いのししのひとりごと

ワタシノトリトメナイハナシ

つながりたくない症候群

「友だちが少ないんだよね。」
この年になってようやくそれが
普通に言えるようになった。

多くの人がつながる。
仕事でも職場でも趣味でもボランティアでも
ネットでも、多くの人が集う。
「つながる」「絆」という言葉が
意味以上の意味を与えられた時代に
それでも、私はやっぱり「つながりたくない」

携帯は、スマホではないし
LINEやSNSツイッターもしない。
仕事をやめた1年前からは
日中はほとんどひとりで過ごす。

思えば、こどもの頃から
帰属意識に乏しかった。
けど、こどもの頃って、
ひとりでいることや
周りにあわせられないことは
結構つらいことだ。
早く、大人になりたい
そう思いながら、その時代を
しのいできたような気がする。
それは、人とつながれないアナタはおかしいのよと
親や先生や友人から言われないように
人とつながれる、つながりたい自分を
演出してた。

でもそんな下手な演出に演技なんて
すぐにばれちゃうもの。
学生時代、自分自身が望んでつながりたいと
思う人はほんの一握りであって
それも、いつも行動を共にする相手ではなかった。

早く、大人になりたい。
大人になったら、個として行動できると
思っていたのに
ところが、どっこい。
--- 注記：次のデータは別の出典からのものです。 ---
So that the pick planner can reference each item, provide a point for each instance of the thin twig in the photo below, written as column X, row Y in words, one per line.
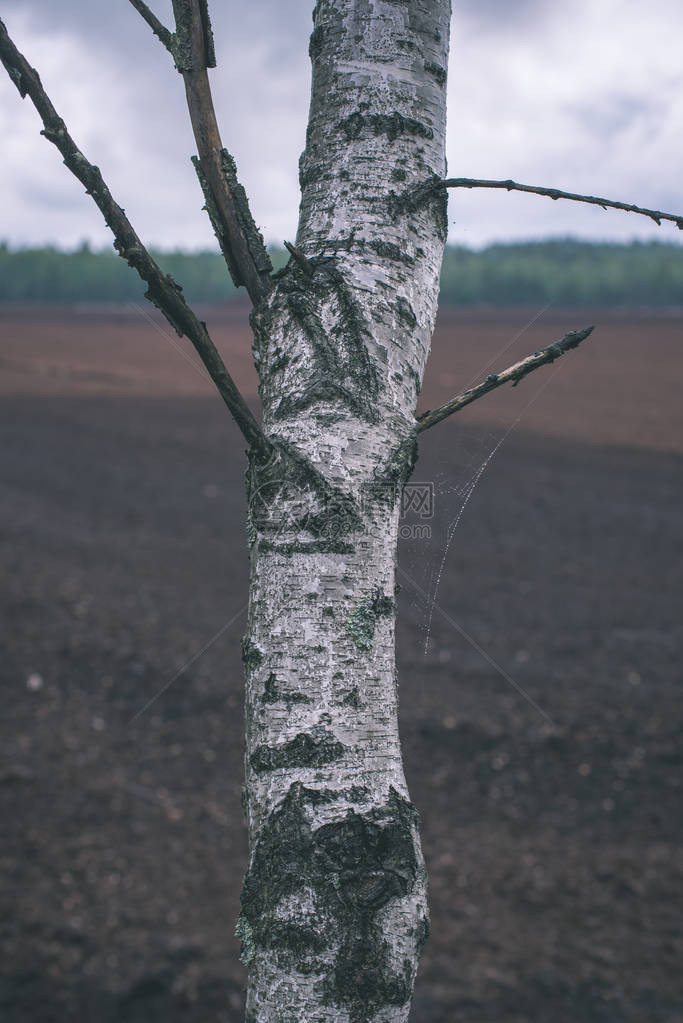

そうはいかなかった。
職場は、学校なんかより
もっともっと帰属意識が必要とされた。
大人になっても、やっぱり
つながりたい自分を演じなければならなかった。
本当は、つながりたくなかったのにね。

今、静かに鎮座する携帯を持つ私は
ようやく「つながりたくない」本当の自分でいられる。
そんな携帯が音を発するとき
それは本当に「つながりたい」ひとだけである。